The Catlins Bat Project


The Catlins Area School has been actively involved in the ‘Catlins’ Bats on the Map’ Project.

The ‘bats project’ has been funded by Curious Minds’ Participatory Science Platform (PSP). By collaborating with bat and insect scientists and with community volunteers from the local branch of Forest & Bird, TCAS students have become well informed about bats, bat & moth ecology, how the environment of the Catlins is suitable for the endangered NZ Long-tailed Bat to survive and how bat researchers go about studying bats in the wild. 

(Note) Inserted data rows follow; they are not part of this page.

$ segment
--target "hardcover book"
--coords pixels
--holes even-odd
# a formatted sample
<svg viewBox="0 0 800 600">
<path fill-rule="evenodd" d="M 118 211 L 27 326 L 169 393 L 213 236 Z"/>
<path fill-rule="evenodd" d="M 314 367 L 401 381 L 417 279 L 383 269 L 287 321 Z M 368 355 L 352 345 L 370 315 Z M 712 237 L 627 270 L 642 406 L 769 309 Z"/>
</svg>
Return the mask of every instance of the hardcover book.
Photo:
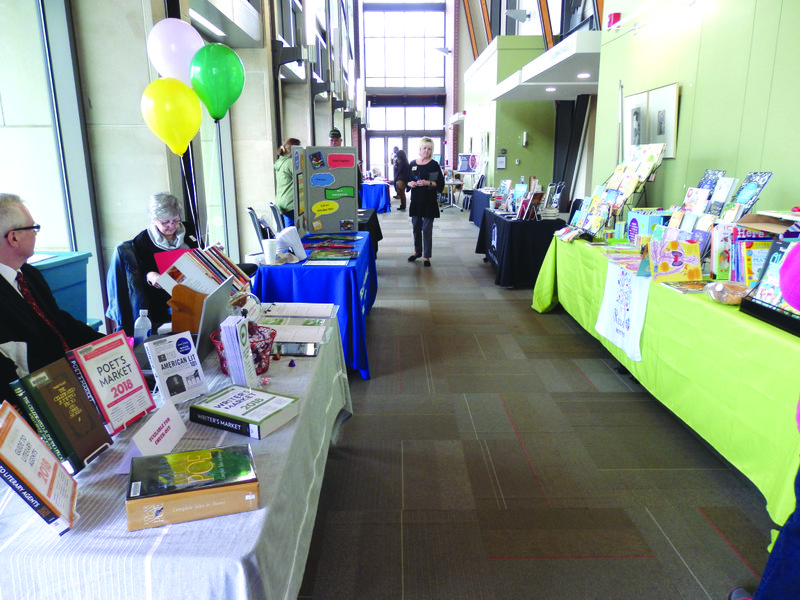
<svg viewBox="0 0 800 600">
<path fill-rule="evenodd" d="M 112 444 L 92 392 L 84 384 L 65 358 L 11 383 L 34 427 L 71 473 Z"/>
<path fill-rule="evenodd" d="M 189 407 L 189 420 L 262 439 L 299 411 L 298 398 L 231 385 L 194 402 Z"/>
<path fill-rule="evenodd" d="M 655 241 L 648 246 L 654 281 L 696 281 L 703 278 L 696 242 Z"/>
<path fill-rule="evenodd" d="M 144 343 L 161 396 L 178 404 L 208 393 L 191 334 L 174 333 Z"/>
<path fill-rule="evenodd" d="M 258 508 L 250 446 L 227 446 L 131 459 L 128 531 Z"/>
<path fill-rule="evenodd" d="M 0 479 L 59 535 L 78 514 L 78 484 L 6 401 L 0 406 Z"/>
<path fill-rule="evenodd" d="M 111 435 L 156 407 L 124 331 L 70 350 L 67 360 L 86 378 Z"/>
</svg>

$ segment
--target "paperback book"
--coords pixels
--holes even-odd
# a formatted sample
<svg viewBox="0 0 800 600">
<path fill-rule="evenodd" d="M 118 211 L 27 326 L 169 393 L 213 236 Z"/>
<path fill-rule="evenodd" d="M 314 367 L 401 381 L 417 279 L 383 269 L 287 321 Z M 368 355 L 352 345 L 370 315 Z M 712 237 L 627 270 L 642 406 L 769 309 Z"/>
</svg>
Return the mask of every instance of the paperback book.
<svg viewBox="0 0 800 600">
<path fill-rule="evenodd" d="M 92 392 L 65 358 L 11 383 L 20 405 L 69 473 L 77 473 L 112 443 Z"/>
<path fill-rule="evenodd" d="M 258 508 L 258 476 L 249 445 L 131 459 L 128 531 Z"/>
<path fill-rule="evenodd" d="M 739 216 L 746 215 L 755 205 L 759 195 L 772 177 L 771 171 L 751 172 L 742 180 L 742 185 L 733 200 L 743 206 Z"/>
<path fill-rule="evenodd" d="M 246 317 L 231 315 L 220 325 L 222 345 L 228 361 L 228 374 L 233 383 L 256 387 L 259 377 L 250 348 L 249 321 Z"/>
<path fill-rule="evenodd" d="M 308 255 L 309 261 L 315 260 L 339 260 L 348 261 L 351 258 L 358 258 L 358 250 L 344 250 L 336 248 L 328 248 L 325 250 L 312 250 Z"/>
<path fill-rule="evenodd" d="M 700 294 L 702 293 L 708 281 L 703 279 L 700 281 L 662 281 L 661 285 L 668 287 L 671 290 L 680 292 L 681 294 Z"/>
<path fill-rule="evenodd" d="M 78 518 L 78 483 L 6 401 L 0 405 L 0 479 L 59 535 Z"/>
<path fill-rule="evenodd" d="M 239 385 L 228 386 L 189 407 L 189 420 L 263 439 L 294 419 L 300 400 Z"/>
<path fill-rule="evenodd" d="M 161 397 L 178 404 L 208 392 L 191 334 L 174 333 L 144 343 Z"/>
<path fill-rule="evenodd" d="M 124 331 L 70 350 L 67 360 L 83 373 L 111 435 L 156 407 Z"/>
</svg>

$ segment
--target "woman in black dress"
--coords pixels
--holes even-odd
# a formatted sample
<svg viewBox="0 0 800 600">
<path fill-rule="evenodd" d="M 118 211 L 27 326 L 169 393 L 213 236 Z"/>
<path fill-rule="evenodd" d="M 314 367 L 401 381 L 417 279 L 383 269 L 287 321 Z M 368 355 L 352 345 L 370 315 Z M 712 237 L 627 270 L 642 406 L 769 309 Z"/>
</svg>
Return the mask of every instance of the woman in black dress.
<svg viewBox="0 0 800 600">
<path fill-rule="evenodd" d="M 408 215 L 414 232 L 414 254 L 408 262 L 420 256 L 426 267 L 431 266 L 433 220 L 439 218 L 439 194 L 444 190 L 444 174 L 439 163 L 432 158 L 433 140 L 424 137 L 419 143 L 419 158 L 409 165 L 411 206 Z"/>
</svg>

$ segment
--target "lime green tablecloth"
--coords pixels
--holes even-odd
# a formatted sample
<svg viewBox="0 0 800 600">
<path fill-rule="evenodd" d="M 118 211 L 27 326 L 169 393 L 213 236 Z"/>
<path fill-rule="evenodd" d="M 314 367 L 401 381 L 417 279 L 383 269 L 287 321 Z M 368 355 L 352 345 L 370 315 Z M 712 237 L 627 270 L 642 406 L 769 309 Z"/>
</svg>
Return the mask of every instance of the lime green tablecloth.
<svg viewBox="0 0 800 600">
<path fill-rule="evenodd" d="M 602 247 L 553 239 L 533 308 L 559 302 L 675 415 L 748 477 L 779 524 L 794 509 L 800 338 L 718 304 L 651 284 L 641 362 L 595 331 L 605 287 Z M 556 294 L 557 290 L 557 294 Z"/>
</svg>

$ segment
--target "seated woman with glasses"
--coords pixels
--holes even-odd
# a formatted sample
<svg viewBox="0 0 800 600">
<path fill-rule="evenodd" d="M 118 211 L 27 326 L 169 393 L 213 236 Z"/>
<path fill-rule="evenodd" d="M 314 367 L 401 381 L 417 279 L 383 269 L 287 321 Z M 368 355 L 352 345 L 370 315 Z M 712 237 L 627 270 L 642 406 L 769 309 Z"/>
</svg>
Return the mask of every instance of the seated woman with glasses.
<svg viewBox="0 0 800 600">
<path fill-rule="evenodd" d="M 155 330 L 157 324 L 171 320 L 167 301 L 170 295 L 156 280 L 159 272 L 155 255 L 178 248 L 197 248 L 197 238 L 190 223 L 181 221 L 181 207 L 172 194 L 159 193 L 150 197 L 150 226 L 133 238 L 133 251 L 139 272 L 147 285 L 144 294 L 148 301 L 148 316 Z"/>
</svg>

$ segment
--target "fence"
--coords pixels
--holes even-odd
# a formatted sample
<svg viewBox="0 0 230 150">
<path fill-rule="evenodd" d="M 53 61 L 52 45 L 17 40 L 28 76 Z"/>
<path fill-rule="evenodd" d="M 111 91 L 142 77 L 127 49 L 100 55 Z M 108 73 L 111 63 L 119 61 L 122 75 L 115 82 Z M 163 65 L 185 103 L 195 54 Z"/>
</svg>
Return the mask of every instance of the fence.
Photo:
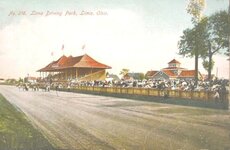
<svg viewBox="0 0 230 150">
<path fill-rule="evenodd" d="M 121 88 L 121 87 L 93 87 L 93 86 L 77 86 L 76 90 L 92 91 L 98 93 L 112 94 L 128 94 L 170 98 L 182 98 L 202 101 L 214 101 L 214 92 L 207 91 L 181 91 L 181 90 L 158 90 L 150 88 Z M 221 101 L 228 101 L 227 93 L 220 93 Z"/>
<path fill-rule="evenodd" d="M 61 88 L 61 91 L 71 91 L 86 94 L 96 94 L 119 98 L 130 98 L 145 101 L 163 102 L 176 105 L 207 107 L 216 109 L 229 109 L 228 93 L 220 93 L 215 100 L 214 92 L 158 90 L 151 88 L 123 88 L 123 87 L 93 87 L 74 86 L 70 89 Z M 166 96 L 167 95 L 167 96 Z"/>
</svg>

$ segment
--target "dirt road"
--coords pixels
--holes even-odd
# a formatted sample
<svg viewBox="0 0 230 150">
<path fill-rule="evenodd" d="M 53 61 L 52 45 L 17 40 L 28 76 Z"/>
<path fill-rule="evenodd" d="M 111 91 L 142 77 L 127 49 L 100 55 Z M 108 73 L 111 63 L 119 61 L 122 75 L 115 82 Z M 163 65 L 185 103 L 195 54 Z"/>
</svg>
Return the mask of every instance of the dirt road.
<svg viewBox="0 0 230 150">
<path fill-rule="evenodd" d="M 55 91 L 0 93 L 60 149 L 230 149 L 230 112 Z"/>
</svg>

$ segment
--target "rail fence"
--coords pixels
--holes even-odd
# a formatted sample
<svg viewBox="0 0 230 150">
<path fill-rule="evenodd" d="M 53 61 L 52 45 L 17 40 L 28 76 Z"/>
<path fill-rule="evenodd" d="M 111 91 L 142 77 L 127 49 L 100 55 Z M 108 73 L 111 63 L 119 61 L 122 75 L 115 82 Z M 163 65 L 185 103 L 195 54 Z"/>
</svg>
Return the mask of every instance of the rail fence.
<svg viewBox="0 0 230 150">
<path fill-rule="evenodd" d="M 154 96 L 169 98 L 182 98 L 201 101 L 215 101 L 214 92 L 207 91 L 181 91 L 181 90 L 158 90 L 151 88 L 121 88 L 121 87 L 93 87 L 76 86 L 74 89 L 81 91 L 92 91 L 97 93 L 128 94 L 140 96 Z M 220 93 L 219 101 L 228 101 L 227 93 Z"/>
<path fill-rule="evenodd" d="M 160 103 L 230 109 L 228 92 L 220 93 L 219 99 L 215 99 L 214 92 L 207 91 L 181 91 L 181 90 L 159 90 L 151 88 L 124 88 L 124 87 L 95 87 L 95 86 L 74 86 L 54 88 L 66 92 L 77 92 L 85 94 L 96 94 L 118 98 L 129 98 Z"/>
</svg>

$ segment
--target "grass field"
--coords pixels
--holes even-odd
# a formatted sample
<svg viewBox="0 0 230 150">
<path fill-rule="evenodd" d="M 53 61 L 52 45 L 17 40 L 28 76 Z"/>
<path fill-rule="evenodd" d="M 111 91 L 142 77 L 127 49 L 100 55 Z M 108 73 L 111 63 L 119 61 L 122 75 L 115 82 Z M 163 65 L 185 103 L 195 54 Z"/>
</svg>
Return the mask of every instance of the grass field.
<svg viewBox="0 0 230 150">
<path fill-rule="evenodd" d="M 0 150 L 53 150 L 52 145 L 0 94 Z"/>
</svg>

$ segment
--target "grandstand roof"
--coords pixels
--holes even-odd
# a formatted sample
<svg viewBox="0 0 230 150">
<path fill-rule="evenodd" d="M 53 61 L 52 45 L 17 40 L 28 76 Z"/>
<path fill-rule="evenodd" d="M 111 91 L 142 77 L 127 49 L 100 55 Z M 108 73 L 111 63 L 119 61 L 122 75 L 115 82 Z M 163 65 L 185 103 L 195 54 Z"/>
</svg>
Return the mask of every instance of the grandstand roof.
<svg viewBox="0 0 230 150">
<path fill-rule="evenodd" d="M 51 62 L 46 67 L 39 69 L 39 72 L 52 72 L 56 70 L 62 70 L 67 68 L 103 68 L 111 69 L 110 66 L 102 64 L 87 54 L 82 56 L 61 56 L 58 60 Z"/>
</svg>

The students have had a lot of fun creating bats in art, reading about bats and using recording equipment to discover that bats are flying across some of their paddocks and gardens at home. There was even a Bat Camp at Tawanui in November for Room 3.

Bat Camp 20

Year 12 student Lauren Grant has spent time during 2020 creating a media product in the 'community education' genre for her NCEA Level 2 Media Studies Course. Lauren's short film showcased the work completed across the community to preserve and monitor the local bat population. The film was an outcome supported by The Catlins Area School's staff professional development plan, to encourage projects reflecting the NPDL (New Pedagogies for Deep Learning) philosophy. Lauren's video was showcased by Catriona Gower at a bat conference in Te Anau.



Over the second half of 2020, it is hoped students will undertake their own detailed investigations to find the best foraging places for local bats and attempt to work out where they might be roosting through the daytime. More bat inspired creativity is also being planned. By the time the project exhibition is installed in the Owaka Museum (now in June 2021), TCAS students’ work will be contributing to putting Catlins’ Bats on the Map in all respects.